Lawmakers made same mistake twice

Last modified: 7/7/2011 12:00:00 AM
Many of the public employee pension reforms recently enacted by the Legislature were necessary. But lawmakers also managed to repeat the same self-serving errors that got the retirement system in trouble in the first place. They passed a law that's likely to be found unconstitutional.

To meet its long-term responsibilities, the state retirement system should be funded at an 80 percent level. It's currently only 58.5 percent funded. The vicissitudes of the stock market aside, there are two basic reasons for the system's financial situation.

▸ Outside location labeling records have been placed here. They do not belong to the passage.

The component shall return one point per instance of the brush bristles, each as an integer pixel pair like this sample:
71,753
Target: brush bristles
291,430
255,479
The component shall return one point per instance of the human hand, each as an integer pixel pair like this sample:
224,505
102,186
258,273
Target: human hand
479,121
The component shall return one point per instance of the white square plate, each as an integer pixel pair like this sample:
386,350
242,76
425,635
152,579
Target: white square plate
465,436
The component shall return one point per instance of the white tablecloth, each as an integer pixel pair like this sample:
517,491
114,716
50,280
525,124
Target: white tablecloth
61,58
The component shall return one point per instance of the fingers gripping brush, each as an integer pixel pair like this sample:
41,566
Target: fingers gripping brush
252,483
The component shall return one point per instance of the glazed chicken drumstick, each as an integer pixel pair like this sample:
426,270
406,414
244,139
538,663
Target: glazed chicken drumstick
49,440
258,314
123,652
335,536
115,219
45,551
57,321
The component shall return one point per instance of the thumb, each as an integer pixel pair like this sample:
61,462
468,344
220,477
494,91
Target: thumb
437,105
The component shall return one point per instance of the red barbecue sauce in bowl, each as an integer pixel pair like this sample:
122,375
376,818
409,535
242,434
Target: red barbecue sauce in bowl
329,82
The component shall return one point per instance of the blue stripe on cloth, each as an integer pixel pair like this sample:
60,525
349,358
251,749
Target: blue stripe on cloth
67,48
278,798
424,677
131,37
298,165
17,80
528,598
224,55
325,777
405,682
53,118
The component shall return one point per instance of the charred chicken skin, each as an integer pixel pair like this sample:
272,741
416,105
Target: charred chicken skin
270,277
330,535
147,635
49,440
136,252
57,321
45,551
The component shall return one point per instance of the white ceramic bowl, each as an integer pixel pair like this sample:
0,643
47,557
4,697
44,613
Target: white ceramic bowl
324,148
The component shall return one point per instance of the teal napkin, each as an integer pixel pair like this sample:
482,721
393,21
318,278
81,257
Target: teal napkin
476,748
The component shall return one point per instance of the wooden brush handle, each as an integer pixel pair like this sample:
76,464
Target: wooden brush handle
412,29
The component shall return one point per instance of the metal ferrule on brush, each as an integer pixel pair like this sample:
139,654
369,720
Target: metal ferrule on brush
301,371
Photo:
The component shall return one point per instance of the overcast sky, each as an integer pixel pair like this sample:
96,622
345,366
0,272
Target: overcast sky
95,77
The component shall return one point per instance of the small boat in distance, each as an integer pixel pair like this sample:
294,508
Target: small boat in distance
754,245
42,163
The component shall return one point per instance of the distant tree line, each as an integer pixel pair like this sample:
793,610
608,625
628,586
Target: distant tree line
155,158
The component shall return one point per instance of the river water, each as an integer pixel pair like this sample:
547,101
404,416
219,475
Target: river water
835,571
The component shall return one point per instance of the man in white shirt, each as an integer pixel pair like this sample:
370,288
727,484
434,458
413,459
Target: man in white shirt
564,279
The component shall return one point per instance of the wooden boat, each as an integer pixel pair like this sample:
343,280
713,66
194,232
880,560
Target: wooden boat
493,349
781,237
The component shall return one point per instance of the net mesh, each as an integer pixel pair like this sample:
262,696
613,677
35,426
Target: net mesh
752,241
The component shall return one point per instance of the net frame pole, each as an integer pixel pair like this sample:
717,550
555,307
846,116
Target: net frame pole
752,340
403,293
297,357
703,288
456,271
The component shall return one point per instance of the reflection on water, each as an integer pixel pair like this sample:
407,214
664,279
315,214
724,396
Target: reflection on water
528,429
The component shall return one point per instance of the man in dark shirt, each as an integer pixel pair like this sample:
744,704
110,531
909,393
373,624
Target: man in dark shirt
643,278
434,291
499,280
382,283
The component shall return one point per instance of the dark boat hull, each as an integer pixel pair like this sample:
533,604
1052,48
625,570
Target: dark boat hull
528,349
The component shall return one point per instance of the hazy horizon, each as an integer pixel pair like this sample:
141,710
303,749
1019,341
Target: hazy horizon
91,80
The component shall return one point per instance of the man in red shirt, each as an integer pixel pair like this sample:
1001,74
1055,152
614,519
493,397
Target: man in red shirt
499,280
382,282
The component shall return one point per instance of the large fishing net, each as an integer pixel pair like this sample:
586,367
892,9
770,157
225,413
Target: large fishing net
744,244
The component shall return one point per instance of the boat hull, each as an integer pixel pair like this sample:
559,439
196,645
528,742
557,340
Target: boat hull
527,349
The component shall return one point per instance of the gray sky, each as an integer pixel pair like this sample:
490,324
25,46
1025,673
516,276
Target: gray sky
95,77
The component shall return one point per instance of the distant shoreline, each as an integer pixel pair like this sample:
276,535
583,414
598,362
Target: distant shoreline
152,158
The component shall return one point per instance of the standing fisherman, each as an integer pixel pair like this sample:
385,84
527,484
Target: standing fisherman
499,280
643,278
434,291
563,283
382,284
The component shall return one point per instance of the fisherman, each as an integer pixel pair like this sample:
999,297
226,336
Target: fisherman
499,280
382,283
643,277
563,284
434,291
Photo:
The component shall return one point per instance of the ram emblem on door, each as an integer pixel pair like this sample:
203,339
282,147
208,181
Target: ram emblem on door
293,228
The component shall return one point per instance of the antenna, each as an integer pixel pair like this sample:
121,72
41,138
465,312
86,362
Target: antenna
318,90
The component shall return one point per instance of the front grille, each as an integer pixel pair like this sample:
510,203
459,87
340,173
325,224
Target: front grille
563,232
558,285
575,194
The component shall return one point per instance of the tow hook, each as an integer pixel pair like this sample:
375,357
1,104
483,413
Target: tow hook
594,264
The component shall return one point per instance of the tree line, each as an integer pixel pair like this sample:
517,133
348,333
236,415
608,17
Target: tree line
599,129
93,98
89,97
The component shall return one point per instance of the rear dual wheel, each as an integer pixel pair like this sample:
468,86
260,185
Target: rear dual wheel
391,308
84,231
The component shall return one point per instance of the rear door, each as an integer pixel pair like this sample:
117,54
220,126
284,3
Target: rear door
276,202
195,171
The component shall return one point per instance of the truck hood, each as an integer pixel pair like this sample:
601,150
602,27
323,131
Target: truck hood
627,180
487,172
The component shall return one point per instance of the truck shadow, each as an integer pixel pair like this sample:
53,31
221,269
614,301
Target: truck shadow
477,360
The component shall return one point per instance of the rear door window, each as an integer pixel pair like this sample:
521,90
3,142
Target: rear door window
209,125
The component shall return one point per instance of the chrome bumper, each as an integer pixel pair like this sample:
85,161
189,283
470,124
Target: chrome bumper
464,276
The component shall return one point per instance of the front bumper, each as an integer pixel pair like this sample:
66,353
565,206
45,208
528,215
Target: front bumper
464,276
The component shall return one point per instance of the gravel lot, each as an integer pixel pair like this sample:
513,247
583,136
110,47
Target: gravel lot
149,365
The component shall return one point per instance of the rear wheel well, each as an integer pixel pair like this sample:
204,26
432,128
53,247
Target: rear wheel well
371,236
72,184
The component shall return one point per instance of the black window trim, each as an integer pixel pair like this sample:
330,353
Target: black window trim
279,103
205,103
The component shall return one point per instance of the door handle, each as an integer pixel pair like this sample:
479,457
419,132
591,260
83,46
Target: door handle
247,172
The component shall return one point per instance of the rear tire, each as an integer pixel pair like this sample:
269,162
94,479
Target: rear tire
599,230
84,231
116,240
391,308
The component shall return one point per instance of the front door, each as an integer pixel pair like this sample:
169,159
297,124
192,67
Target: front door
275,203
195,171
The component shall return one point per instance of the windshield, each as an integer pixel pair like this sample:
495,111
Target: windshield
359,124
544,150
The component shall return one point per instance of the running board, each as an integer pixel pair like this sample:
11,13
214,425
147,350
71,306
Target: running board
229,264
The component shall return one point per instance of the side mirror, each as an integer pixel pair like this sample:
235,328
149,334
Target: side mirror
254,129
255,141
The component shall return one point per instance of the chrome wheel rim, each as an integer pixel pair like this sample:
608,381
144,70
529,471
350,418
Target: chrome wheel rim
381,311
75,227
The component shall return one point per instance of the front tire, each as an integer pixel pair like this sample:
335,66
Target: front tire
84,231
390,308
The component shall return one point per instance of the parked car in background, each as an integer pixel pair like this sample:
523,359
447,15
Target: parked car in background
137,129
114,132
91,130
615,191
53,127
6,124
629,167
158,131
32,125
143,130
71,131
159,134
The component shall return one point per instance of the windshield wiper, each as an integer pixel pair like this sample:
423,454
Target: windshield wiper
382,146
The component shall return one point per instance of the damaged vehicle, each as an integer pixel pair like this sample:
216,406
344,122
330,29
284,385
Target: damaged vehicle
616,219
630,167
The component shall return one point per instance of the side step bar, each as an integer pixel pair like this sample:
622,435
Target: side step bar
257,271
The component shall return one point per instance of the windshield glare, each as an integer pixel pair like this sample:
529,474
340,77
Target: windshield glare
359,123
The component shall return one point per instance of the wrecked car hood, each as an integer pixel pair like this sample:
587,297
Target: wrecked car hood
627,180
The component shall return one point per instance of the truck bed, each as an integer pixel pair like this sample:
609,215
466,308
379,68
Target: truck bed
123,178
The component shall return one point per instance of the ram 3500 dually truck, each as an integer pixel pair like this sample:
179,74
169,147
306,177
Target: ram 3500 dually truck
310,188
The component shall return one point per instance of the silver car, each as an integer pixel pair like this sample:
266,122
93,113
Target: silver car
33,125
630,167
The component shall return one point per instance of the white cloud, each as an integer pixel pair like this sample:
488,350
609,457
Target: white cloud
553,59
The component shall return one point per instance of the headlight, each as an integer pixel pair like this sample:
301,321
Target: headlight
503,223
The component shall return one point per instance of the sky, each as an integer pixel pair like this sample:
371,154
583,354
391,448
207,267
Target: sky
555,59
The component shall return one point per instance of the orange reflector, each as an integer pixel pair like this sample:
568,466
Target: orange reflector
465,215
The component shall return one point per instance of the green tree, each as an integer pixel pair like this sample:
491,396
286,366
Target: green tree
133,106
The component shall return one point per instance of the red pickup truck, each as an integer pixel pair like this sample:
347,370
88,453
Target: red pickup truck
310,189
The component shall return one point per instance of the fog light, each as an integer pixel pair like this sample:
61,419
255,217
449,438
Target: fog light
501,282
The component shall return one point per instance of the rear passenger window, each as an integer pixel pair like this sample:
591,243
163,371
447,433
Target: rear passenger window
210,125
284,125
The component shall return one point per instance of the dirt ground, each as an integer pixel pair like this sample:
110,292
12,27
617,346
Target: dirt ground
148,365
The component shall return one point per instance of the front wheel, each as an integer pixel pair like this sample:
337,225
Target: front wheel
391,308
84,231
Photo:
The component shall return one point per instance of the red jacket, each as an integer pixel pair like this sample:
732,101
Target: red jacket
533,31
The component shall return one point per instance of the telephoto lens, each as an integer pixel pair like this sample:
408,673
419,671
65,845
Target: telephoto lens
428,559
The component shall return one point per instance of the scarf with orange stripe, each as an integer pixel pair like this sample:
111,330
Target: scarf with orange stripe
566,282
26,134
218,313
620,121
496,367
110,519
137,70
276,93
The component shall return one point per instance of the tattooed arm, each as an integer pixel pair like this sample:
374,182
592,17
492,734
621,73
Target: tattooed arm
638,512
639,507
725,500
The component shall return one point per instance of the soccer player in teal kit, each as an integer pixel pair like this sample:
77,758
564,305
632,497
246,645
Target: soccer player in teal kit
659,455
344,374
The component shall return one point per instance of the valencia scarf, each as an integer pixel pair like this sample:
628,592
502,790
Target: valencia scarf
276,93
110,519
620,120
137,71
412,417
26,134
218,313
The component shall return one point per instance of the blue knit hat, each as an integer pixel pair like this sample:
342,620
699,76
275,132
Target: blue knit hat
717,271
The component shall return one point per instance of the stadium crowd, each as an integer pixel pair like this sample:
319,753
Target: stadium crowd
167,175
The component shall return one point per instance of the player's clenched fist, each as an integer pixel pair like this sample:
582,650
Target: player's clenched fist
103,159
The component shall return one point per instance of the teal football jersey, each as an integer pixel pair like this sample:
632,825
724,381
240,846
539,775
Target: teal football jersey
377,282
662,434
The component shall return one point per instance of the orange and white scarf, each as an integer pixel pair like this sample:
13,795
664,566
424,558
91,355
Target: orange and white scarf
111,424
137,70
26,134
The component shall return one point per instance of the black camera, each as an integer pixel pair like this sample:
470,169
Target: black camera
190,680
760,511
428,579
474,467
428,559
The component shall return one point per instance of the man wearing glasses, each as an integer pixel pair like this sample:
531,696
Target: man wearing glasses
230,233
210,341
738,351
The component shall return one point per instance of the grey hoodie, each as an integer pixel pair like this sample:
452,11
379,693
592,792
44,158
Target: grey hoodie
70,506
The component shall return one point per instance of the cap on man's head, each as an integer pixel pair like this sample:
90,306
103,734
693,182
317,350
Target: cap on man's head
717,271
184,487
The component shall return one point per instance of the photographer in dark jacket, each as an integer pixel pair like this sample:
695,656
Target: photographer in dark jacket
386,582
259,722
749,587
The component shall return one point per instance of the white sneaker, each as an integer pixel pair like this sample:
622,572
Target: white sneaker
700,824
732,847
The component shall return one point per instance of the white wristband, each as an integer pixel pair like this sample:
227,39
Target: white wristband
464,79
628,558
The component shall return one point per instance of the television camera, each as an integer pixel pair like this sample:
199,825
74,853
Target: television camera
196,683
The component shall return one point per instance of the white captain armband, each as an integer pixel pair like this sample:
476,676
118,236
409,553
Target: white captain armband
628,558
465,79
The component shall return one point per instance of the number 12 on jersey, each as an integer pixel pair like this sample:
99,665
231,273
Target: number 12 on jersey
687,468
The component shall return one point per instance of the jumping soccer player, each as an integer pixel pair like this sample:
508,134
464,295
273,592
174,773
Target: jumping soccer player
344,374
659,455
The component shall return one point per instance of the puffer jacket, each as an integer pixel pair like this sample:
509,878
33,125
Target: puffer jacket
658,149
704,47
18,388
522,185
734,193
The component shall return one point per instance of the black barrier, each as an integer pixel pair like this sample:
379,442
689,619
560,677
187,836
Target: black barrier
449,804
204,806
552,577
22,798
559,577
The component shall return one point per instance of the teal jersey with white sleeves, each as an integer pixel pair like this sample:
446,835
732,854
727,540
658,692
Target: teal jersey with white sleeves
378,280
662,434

First, its board used a flawed funding methodology and assumed an overly optimistic rate of return on its investments. Operating on that assumption, it used money that it should have banked to give cost-of-living increases to retirees and subsidize medical care. Second, as ordered by the Legislature, it charged employers significantly less than they should have been paying to guarantee the system's long-term solvency for decades.

Senate Bill 3, whose driving force was Sen. Jeb Bradley, makes the same mistakes. Though an outside actuary hired to comply with state law told the retirement board that it should reduce the fund's expected rate of return from 8.5 percent to 7.75 percent, doing that meant that someone would have to pay more. To prevent that, lawmakers ordered the board to keep the higher rate in place for two years. That command usurps the authority of the retirement system's board and, by pushing the problem into the future, makes it worse.

The Legislature, with Gov. John Lynch's support, reduced the state's 35 percent share of the cost of funding local employee pensions to 30 percent, then to 25 percent and now to zero. To keep the system sound without charging employers more, lawmakers stuck public employees with the bill. Effective last week, their required contribution to the fund increased by about 2 percent. But that change may not remain in effect for long.

A coalition of unions representing public employees has challenged some elements of the pension reform bill. Their case will be heard in Merrimack County Superior Court on July 14 and, no matter what they outcome, will presumably be appealed to the state Supreme Court.

Bradley objects to the criticism that the reforms are essentially a tax on state employees. "What they are is an investment by our current 55,000 public employees toward their retirement," he says. In an Orwellian Newspeak sort of way, he's right. It is an investment by employees in the health of their retirement fund. But it's an investment the state long made, and one public employees rightly argue was not part of the bargain they signed up for.

The unions, citing past court cases, argue that public employees can't be charged more simply so employers can pay less unless they get some benefit in exchange. Doing that, they claim, violates constitutional contract protections.

Lawmakers say those protections apply only to vested state employees, and they define "vested" as having contributed to the pension system for at least 10 years. The unions count as vested any public employee whose tenure has exceeded the one-year probationary period, and they have the stronger argument.

It is unfair to hold a public employee with 10 years' service harmless while raising the contribution rate for an employee with 9.9 years' service, thus shrinking his or her paycheck and breaking an implied promise.

Major changes in contribution rates or benefits should apply only to new hires and probationary employees. The unions' case is strong and they should prevail.